Investigators snared Google’s ad system by creating undercover web sites offering hundreds of over-the-counter and prescription drugs to be sold without a prescription or the completion of an online medical questionnaire, Martin-Weis said. She added an undercover investigator informed Google employees creating the advertising for these products that they were manufactured overseas and did not require customers have a valid prescription.
“In each instance, despite this knowledge, Google employees created a full advertising campaign for each of the undercover web sites,” Martin-Weis said.
Officials said they burned quickly through the money set aside for Google ad buys for the undercover web sites and then pored over 4 million documents to make their case.
Officials started probing Google after a suspect involved in an unrelated multi-million financial fraud was caught by authorities after fleeing to Mexico in 2006, officials said. The suspect told investigators that while on the lam be began to advertise drugs illegally on Google, Neronha said.
The investigation laid bare how vulnerable the company’s automated ad system known as AdWords is to the machinations of shady operators. The ad network is a major money maker for Google and is expected to generate more than $30 billion in revenue this year.
Google acknowledged holes in its ad system in a federal lawsuit filed last fall against dozens of “rogue” online pharmacies that were finding ways to place ads for drugs despite the company’s efforts to prevent abuses.
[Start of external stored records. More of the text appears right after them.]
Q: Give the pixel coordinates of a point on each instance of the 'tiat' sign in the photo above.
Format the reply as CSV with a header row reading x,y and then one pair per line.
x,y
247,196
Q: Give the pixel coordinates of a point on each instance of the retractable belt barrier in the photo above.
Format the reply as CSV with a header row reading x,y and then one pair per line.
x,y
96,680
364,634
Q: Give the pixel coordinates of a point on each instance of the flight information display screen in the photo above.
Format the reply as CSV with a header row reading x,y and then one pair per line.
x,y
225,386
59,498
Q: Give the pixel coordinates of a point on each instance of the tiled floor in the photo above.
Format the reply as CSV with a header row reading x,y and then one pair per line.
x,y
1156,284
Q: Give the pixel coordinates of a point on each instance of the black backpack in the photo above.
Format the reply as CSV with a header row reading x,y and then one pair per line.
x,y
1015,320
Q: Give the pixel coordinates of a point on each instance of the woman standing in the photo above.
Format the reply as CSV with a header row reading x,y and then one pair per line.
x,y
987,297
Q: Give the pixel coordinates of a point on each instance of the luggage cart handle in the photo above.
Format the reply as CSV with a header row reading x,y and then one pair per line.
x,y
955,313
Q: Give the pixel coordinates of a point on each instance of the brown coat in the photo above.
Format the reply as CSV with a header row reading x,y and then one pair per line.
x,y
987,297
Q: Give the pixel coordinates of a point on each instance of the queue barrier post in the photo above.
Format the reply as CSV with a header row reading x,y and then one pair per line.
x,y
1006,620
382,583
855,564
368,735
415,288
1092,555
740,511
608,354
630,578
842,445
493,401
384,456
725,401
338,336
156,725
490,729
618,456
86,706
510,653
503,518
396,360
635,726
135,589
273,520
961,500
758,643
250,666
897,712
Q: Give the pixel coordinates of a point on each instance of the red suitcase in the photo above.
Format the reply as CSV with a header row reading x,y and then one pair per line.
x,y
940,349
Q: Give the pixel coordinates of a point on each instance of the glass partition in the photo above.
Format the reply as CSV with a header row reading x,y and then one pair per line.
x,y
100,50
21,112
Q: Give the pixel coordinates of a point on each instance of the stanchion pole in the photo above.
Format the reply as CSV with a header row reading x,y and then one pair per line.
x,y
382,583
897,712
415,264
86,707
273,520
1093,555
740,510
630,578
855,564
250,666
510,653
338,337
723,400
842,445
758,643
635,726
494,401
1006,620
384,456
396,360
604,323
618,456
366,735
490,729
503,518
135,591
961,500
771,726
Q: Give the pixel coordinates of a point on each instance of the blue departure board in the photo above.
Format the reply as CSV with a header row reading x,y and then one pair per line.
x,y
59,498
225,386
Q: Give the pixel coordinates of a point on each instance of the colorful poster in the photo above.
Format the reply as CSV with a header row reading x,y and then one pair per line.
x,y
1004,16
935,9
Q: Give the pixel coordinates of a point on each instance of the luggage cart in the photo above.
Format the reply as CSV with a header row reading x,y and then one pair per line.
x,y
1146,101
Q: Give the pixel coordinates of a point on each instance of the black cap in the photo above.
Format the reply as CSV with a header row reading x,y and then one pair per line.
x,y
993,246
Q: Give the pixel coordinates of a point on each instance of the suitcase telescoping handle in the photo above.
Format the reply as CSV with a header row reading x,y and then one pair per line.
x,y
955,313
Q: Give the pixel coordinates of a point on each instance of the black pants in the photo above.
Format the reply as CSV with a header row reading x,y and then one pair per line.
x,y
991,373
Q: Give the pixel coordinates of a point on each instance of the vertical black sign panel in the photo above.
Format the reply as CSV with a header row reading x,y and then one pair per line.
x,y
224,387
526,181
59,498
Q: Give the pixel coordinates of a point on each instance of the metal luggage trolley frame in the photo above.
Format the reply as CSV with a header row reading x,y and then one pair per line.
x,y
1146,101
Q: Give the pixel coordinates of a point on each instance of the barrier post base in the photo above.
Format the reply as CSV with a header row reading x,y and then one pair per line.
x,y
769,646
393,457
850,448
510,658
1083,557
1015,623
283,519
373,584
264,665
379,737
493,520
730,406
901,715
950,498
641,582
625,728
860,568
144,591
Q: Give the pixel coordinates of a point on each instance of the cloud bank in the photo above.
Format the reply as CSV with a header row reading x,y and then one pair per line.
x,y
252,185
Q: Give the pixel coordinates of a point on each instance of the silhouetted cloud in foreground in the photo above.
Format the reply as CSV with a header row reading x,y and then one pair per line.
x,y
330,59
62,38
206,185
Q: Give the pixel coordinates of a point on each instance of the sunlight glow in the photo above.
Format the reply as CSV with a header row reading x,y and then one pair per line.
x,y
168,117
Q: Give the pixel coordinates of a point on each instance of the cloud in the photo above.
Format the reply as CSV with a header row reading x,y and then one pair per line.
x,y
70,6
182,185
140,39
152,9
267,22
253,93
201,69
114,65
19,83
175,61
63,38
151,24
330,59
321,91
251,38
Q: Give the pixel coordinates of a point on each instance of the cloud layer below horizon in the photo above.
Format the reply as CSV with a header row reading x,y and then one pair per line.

The individuals identified in the complaint were in New York, Tennessee and Ohio.
In one of the more common practices, the illicit drug dealers would plug subtle misspellings of drug names frequently entered into Google’s search engine to generate ads alongside the results. For instance, one illegal drug advertiser spelled the anabolic steroid Dianabol as “Diano bol” in Google’s automated system to produce an ad, according to the lawsuit in San Jose federal court.
Google has obtained court orders banning some of the rogue pharmacies named in the lawsuit and is still seeking injunctions against the others.
Rhode Island has aggressively investigated doping activities recently. Last year, the Chinese company GeneScience Pharmaceutical Co. and its CEO pleaded guilty to selling human growth hormone and agreed to pay $7.5 million.
The Google lawsuit came seven months after the Internet search leader imposed new restrictions on the kinds of pharmaceutical ads it would accept in the U.S. and Canada. The new rules were supposed to allows ads only from U.S. pharmacies that had been accredited by a special program run by the National Association Boards of Pharmacy. In Canada, the accreditation had to come from the Canadian International Pharmacy Association.
Google’s critics have complained in the past that the company and other websites haven’t been vigilant about policing pharmaceutical ads because they are so lucrative. Drug and health care advertising generated about $1 billion in Internet spending last year and is expected to grow to nearly $1.9 billion by 2015, according to the research firm eMarketer Inc.
The agreement also ends speculation that began in May when the company made a reference in its quarterly filing with the Securities and Exchange Commission to a Justice Department investigation into the usage of Google’s automated system for placing ads alongside search results and other content at hundreds of thousands of websites. Google had raised even more intrigue by subtracting $500 million from its first-quarter earnings to cover a potential settlement.